L’institution de l’autorisation, entrant dans le cadre de la politique globale de restrictions des importations pour préserver les réserves de change, n’était déjà pas opportune en ce sens qu’on ne fait pas d’économies au détriment de la santé publique. La maintenir pendant plusieurs jours, voire des semaines, alors que des gens meurent faute de ces équipements, c’est incompréhensible.

Toujours concernant l’oxygène et les aberrations procédurales, le maire de Tigzirt (Tizi-Ouzou), a lancé récemment l’avis d’une enquête commodo-incommodo pour la réalisation d’un réservoir d’oxygène au profit de l’hôpital de la ville.

Les riverains auront tout leur temps (15 jours) pour donner leur avis, puis ce sera sans doute l’appel d’offres et les autres procédures. Les internautes n’ont pas manqué de noter que d’ici la réalisation du réservoir, le covid et la pénurie d’oxygène auront causé une hécatombe.

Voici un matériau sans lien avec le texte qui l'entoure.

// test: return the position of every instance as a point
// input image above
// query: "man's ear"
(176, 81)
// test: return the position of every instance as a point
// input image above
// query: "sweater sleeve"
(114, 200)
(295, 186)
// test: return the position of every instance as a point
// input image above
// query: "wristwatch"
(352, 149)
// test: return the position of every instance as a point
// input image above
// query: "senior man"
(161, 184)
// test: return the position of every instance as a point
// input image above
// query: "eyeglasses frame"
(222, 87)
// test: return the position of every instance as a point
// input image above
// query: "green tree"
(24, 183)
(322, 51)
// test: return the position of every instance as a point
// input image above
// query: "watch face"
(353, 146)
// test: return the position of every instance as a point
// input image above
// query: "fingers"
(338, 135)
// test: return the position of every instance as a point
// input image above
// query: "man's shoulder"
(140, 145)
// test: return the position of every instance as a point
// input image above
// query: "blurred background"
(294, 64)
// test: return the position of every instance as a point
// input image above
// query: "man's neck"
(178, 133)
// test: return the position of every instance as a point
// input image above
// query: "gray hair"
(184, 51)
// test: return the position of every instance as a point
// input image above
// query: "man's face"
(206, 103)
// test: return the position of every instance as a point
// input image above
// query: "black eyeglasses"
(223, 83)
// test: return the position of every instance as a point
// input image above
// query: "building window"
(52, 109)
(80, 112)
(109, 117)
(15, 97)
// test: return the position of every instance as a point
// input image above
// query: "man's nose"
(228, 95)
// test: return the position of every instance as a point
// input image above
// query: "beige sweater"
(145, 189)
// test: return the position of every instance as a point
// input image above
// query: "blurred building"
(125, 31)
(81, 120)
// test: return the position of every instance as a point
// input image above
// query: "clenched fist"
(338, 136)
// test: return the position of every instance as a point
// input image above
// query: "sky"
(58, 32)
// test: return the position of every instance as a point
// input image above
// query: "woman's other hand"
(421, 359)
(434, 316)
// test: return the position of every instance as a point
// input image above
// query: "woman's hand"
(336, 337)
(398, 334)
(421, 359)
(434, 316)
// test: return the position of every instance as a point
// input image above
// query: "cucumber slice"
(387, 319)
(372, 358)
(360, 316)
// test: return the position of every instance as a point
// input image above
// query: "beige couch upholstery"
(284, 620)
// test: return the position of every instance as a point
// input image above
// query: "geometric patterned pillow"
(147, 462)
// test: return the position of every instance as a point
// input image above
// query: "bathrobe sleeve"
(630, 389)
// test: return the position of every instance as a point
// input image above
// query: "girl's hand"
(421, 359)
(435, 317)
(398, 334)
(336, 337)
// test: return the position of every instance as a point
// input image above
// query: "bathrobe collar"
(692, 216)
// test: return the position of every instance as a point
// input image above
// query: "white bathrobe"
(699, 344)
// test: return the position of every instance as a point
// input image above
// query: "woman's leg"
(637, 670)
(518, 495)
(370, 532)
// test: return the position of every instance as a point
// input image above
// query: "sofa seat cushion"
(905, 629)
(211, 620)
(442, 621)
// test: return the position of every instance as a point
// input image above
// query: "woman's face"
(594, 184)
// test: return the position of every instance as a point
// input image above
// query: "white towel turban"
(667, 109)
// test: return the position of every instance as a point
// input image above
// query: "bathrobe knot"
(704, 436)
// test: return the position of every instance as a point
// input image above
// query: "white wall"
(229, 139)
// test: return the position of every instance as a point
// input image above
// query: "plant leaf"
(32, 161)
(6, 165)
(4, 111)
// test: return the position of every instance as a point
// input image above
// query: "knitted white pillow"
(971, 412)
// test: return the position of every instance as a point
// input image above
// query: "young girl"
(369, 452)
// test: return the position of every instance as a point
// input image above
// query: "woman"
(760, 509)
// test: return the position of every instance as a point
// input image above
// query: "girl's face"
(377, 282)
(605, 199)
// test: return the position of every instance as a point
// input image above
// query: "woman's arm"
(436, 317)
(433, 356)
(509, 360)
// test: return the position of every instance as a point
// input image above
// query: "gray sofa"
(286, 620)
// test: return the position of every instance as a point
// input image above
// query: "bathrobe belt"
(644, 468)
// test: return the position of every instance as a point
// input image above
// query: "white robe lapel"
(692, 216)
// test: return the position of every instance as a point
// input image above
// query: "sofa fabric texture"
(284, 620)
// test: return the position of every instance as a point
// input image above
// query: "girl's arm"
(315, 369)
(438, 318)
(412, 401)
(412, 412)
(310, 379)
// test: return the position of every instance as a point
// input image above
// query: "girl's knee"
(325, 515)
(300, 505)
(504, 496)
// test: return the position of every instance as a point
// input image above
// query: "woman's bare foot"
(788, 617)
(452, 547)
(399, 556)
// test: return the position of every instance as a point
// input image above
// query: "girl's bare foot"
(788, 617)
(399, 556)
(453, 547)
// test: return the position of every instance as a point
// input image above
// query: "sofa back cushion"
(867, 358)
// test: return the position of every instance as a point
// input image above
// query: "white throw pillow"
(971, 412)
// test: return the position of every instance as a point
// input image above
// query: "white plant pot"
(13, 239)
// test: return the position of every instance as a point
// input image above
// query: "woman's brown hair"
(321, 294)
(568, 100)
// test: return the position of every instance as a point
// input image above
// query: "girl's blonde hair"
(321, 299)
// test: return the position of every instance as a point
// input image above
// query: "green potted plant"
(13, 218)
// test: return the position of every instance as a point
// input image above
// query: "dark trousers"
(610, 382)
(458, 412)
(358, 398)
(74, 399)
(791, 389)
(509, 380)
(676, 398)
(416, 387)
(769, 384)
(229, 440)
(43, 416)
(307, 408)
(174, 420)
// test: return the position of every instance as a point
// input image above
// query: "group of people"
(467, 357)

Le nombre de morts dus à cette situation est déjà très élevé. Des scènes choquantes sont filmées dans de grands hôpitaux du pays. Dans ces conditions, s’en tenir aux procédures au détriment de l’efficacité relève de l’irresponsabilité.

La même chose peut être dite de la décision de l’usine d’oxygène de Ouled Moussa (Boumerdès) qui, semble-t-il, ne serve que les clients « conventionnés ».

Un citoyen venu d’Azazga (Tizi-Ouzou), a témoigné sur les réseaux sociaux qu’il a attendu toute la nuit devant l’usine pour s’entendre signifier que l’hôpital d’Azazga n’était pas « conventionné » et que, de ce fait, il ne peut être fourni en oxygène. Il s’agit pourtant d’une question de vie ou de mort pour des dizaines de malades.

Enfin, le gouvernement a pris tout son temps pour acquérir des concentrateurs d’oxygène dont manquent terriblement les hôpitaux pour traiter les malades. Sur ce point, soit il a manqué d’anticipation ou bien il a préféré attendre, puisque les problèmes d’oxygène ont été posés durant la 2e vague en novembre 2020. Le gouvernement aurait pu profiter de l’accalmie qui a suivi cette vague pour équiper les hôpitaux. Il ne l’a pas fait pour des raisons incompréhensibles.

Des plages fermées, d’autres non

A plus haut niveau, les aberrations dans la gestion de la crise ne manquent pas non plus. Deux au moins sautent aux yeux dans les dernières décisions arrêtées par le conseil des ministres.

D’abord, l’imposition d’un couvre-feu nocturne, comme si le virus ne circule que la nuit. Pour de nombreux spécialistes, il est inutile parce que les villes algériennes n’ont pas de traditions de vie nocturne.

Même en temps normal les gens ne sortent pas la nuit et la majorité des commerces ferment tôt. Pendant le jour, les gens peuvent prendre d’assaut les supermarchés et autres établissements et circuler librement, le virus aussi.

La plus incompréhensible des décisions du gouvernement, c’est celle de fermer les plages uniquement dans les wilayas concernées par le couvre-feu. Celles de quatre wilayas côtières (Chlef, Annaba, Skikda et El Tarf) ont été laissées ouvertes.

Une décision qui risque de créer de nouveaux clusters puisque rien n’empêchera les citoyens des wilayas dont les plages sont fermées, donc qui connaissent une forte propagation du virus, de se rendre dans celles relativement épargnées pour se baigner dans leurs plages ouvertes.

Les responsables des wilayas de Chlef, Annaba et El Tarf, non concernées par le couvre-feu, se sont rendu compte du risque et ont décidé de fermer toutes les plages de la côte de leurs wilayas respectives.

Le risque était de voir les estivants de tout le pays affluer, et le virus avec, sur les plages laissées ouvertes. Ceux qui les ont épargnées dans un premier temps de la décision de fermeture ont manqué de discernement.

Il y a également cette décision du ministère des Affaires religieuses de suspendre les prières collectives dans les mosquées pendant le couvre-feu. C’est-à-dire les prières du Fajr, d’Al Îcha, et d’El Maghreb dans certaines wilayas. Dans la journée, les prières collectives sont autorisées.